The curved history of cycloids, from Galileo to cycle gears

That's Maths: The term ‘cycloid’ originates with Galileo, and many other famous names are associated with discoveries related to these curves

Cycloid arches have been used in some modern buildings. Cycloid vaults are capable of supporting their own weight and can withstand heavy pressure

Cycloid arches have been used in some modern buildings. Cycloid vaults are capable of supporting their own weight and can withstand heavy pressure

 

Imagine a small light fixed to the rim of a bicycle wheel. As the bike moves, the light rises and falls in a series of arches.
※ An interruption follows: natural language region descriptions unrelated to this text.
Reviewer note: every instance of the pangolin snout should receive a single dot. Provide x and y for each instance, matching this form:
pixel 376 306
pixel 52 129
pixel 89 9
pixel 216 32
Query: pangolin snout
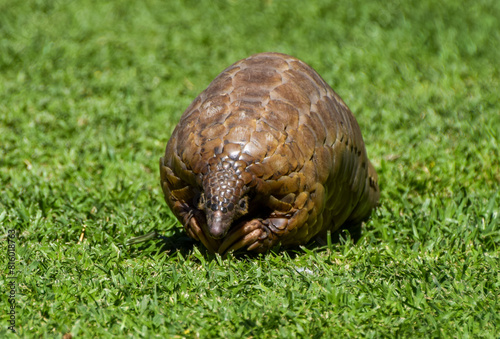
pixel 218 225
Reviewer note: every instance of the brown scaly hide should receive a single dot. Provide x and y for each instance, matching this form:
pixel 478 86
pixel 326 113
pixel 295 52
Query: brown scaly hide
pixel 267 154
A long-exposure nocturnal photograph would show a cycloid, the curve traced out by a point on a circle as it rolls along a straight line. A light at the wheel-hub traces out a straight line. If the light is at the mid-point of a spoke, the curve it follows is a curtate cycloid. A point outside the rim traces out a prolate cycloid, with a backward loop.

Cycloids were studied by many leading mathematicians over the past 500 years. The name cycloid originates with Galileo, who studied the curve in detail. The story of Galileo dropping objects from the Leaning Tower of Pisa is well-known. Although he could not have known it, a falling object traces out an arc of an inverted cycloid. This is due to the tiny deflection caused by the Earth’s rotation. Moreover, an object thrown straight upward follows the loop of a prolate cycloid, landing slightly to the west of its launch point.
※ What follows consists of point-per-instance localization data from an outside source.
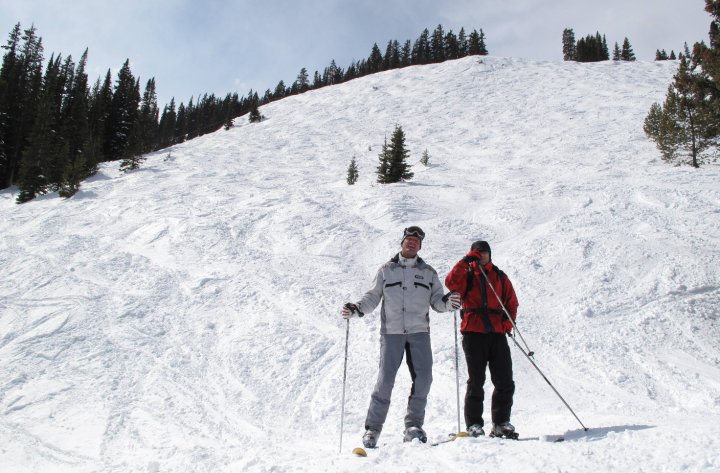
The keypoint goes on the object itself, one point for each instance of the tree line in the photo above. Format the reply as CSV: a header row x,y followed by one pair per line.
x,y
55,128
686,126
593,48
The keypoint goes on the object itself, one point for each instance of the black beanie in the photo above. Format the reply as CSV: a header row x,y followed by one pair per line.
x,y
481,246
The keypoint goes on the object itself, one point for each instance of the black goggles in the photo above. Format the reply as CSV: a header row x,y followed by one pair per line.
x,y
414,231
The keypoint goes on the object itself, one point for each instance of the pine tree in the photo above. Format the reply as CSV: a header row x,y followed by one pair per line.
x,y
568,44
148,118
627,52
393,159
425,159
352,175
39,168
462,42
421,49
302,82
22,78
79,163
437,46
685,126
123,115
375,61
406,54
384,164
452,46
476,44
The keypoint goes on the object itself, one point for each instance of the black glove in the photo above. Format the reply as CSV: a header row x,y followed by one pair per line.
x,y
350,309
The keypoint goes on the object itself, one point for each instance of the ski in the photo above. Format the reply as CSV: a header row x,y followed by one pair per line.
x,y
451,437
359,452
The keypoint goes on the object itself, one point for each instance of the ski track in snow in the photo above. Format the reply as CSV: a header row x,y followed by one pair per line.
x,y
185,316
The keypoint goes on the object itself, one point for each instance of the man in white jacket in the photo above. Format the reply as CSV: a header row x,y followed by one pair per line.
x,y
407,288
Blaise Pascal, who had abandoned mathematics for theology, found relief from a toothache by contemplating the properties of cycloids. Taking this to be a sign from above, he resumed his mathematical researches.

Pascal proposed some problems on the cycloid and one of the respondents was Christopher Wren, better known as the architect of St Paul’s Cathedral in London.

Wren proved that the length of a cycloid arch is four times the diameter of the circle that generates it. Today, this is an easy problem in integral calculus but in 1658 it was a formidable achievement.

In 1696, Johann Bernoulli posed a problem that he called the brachistochrone – or shortest time – problem: find the path along which gravity brings a mass from one point to another one not directly below it. The five mathematicians who responded included Newton, Leibniz and Johann’s brother Jakob. The desired path is a cycloid.

The story goes that Newton received the problem one evening upon returning from the Royal Mint, where he was master. He stayed up late working on it and by 4am he had obtained a solution, which he mailed that morning. Although his solution was anonymous, Bernoulli perceived its authority and brilliance, giving his reaction in the classic phrase “ex ungue leonem”, the lion is recognised from his claw.

Cycloid arches have been used in some modern buildings, a notable example being the Kimbell Art Museum in Fort Worth, Texas, designed by the renowned architect Louis I Kahn.

 

Parallel units

Like many classical buildings, the museum is based on a consistent mathematical model. The basic plan is composed of cycloid vaults arranged in parallel units. These vaults have gently rising sides, giving the impression of monumentality. This geometric form is capable of supporting its own weight and can withstand heavy pressure.

In the atmosphere the rotation of the Earth generates cycloidal motion: icebergs and floating buoys have been seen to trace multiple loops of a prolate cycloid. Finally, epicycloids and hypocycloids are used in modern gear systems as they provide good contact between meshed gear teeth giving efficient energy transmission.